Environmental Data-Driven Optimization of Building Skin Design by Coupling Genetic Algorithm and Neural Network Algorithm -Taking Shaanxi Xi’an Garment Office Building as Example
摘要
It is complex to design facade skin for different building, in view of the high operational energy consumption that accompanies buildings with excessively large window-to-wall ratios. For public buildings with, the energy load cost relatively large. There are a characteristic of facade which have high wall window rate to consume a lot of energy or increase Insulation cost due to the influence of interfaces. For the treatment of shading in summer, excessive overhang of the eaves often increases the load and structural cost of the roof or increases the external sunshade structure to increase structural cost. Integration of surface energy at the interface level, combined with the shading construction of light materials.
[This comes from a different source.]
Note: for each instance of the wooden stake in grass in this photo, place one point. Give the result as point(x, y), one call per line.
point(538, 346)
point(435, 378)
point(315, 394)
In the current process of shortening the carbon cycle of buildings, study are exploring innovative exploration ways, focusing on building integrated sunshade and insulation for building with high window-wall-ratios. study consider the changes between winter and summer differentiated needs to propose optimized design solutions for reducing cooling and heating energy consumption under photo-thermal comfort conditions.set hina xian project as the case. Study show by new toughness skin design improving Performance and efficient cut of Energy cost. Solving photo-ermal objective analysis and selection problems based on ANN neural network learning prediction feedback, bench marking of environmental parameters, and parameter definition of evolutionary solvers. The results show that the solver can reach convergence at an early stage, and the validation of the chosen solution proves the effectiveness of the strategy-guided morphology. Based on learning prediction can be more accurately coupled with existing simulation trends. The total annual energy consumption of design scenario for this case skin, which is 8.4% more energy efficient than the conventional scenario and more than 5.3℃.